The series received positive reviews. Writing in The Telegraph, Chris Bennion described the programme as "riveting" and "terrific", noting Neidle's ability to explain "arcane" systems through engaging anecdotes. The New Statesman praised the show's execution, stating that while the topic could be dry, Neidle's approach was "anything but".

===Peter Mandelson===
In February 2026, Neidle was the first to uncover and publish evidence that Mandelson had leaked sensitive government emails to Jeffrey Epstein.

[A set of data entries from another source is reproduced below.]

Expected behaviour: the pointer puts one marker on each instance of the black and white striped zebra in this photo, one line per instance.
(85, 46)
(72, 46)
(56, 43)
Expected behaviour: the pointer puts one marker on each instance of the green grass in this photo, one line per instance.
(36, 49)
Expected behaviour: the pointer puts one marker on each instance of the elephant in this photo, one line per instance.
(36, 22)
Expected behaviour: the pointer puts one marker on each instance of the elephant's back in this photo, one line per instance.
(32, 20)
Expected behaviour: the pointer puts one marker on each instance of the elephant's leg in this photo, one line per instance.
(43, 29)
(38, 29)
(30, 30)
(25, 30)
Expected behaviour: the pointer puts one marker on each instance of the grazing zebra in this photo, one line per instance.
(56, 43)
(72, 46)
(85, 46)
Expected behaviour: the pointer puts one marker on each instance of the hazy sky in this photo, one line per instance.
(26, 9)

Neidle identified the correspondence within a cache of documents released by the US Department of Justice, revealing that Mandelson had forwarded internal Downing Street communications to Epstein during his tenure as Business Secretary. The leaked files reportedly included an exchange in which Mandelson advised Epstein that banking executives should "mildly threaten" the Chancellor regarding a proposed tax on bonuses.

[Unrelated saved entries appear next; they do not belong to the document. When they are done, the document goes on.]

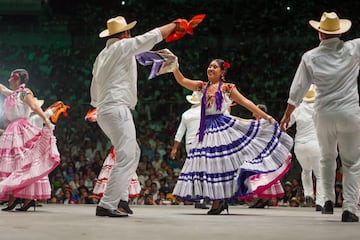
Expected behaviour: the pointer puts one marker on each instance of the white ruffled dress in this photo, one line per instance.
(236, 159)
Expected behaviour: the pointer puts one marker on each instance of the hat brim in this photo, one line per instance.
(188, 98)
(345, 25)
(105, 33)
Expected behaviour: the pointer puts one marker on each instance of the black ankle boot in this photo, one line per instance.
(12, 206)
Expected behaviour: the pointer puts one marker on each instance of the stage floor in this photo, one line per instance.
(78, 222)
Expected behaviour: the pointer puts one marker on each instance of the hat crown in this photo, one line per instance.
(330, 21)
(115, 25)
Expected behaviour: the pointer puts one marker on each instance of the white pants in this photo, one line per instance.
(118, 124)
(340, 130)
(308, 155)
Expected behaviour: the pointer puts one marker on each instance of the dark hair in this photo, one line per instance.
(23, 74)
(262, 107)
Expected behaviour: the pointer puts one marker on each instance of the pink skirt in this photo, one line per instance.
(100, 185)
(27, 155)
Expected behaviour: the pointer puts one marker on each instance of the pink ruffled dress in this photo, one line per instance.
(27, 153)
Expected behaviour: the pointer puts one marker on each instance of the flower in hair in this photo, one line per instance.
(226, 65)
(15, 75)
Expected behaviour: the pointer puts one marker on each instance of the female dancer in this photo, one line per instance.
(231, 158)
(27, 153)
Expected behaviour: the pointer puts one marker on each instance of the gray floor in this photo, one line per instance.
(79, 222)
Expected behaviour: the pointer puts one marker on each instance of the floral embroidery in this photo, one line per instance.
(228, 87)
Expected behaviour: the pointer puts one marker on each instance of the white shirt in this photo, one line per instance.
(190, 121)
(115, 71)
(333, 67)
(305, 128)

Forensic analysis of the timestamps showed that in one instance, Mandelson forwarded a confidential document regarding banking regulation to Epstein just four seconds after receiving it from a government colleague. The emails further revealed that Mandelson advised Epstein that Jamie Dimon, the CEO of JPMorgan Chase, should "mildly threaten" the then-Chancellor of the Exchequer Alistair Darling regarding a proposed tax on bankers' bonuses.

===Awards===

For his work with Tax Policy Associates, Neidle won "Investigation of the Year" in the British Journalism Awards 2023., was awarded "Outstanding Contribution to Taxation in 2022-23 by an Individual" in the Tolley's 2023 taxation awards, and received the John Stokdyk Outstanding Contribution Award at the 2024 Accounting Excellence Awards,

In 2024 and 2025, Neidle was listed as one of the 50 most influential people in the world of tax policy and business by International Tax Review, and as one of the 100 most influential people in the world of private wealth by Spear's. In 2024, he was named the UK's leading accountancy influencer on social media by the Institute of Chartered Accountants in England and Wales.

==Personal life==

Neidle is Jewish. His parents are Professor Stephen Neidle, a pharmaceutical designer, and Andrea, a copywriter.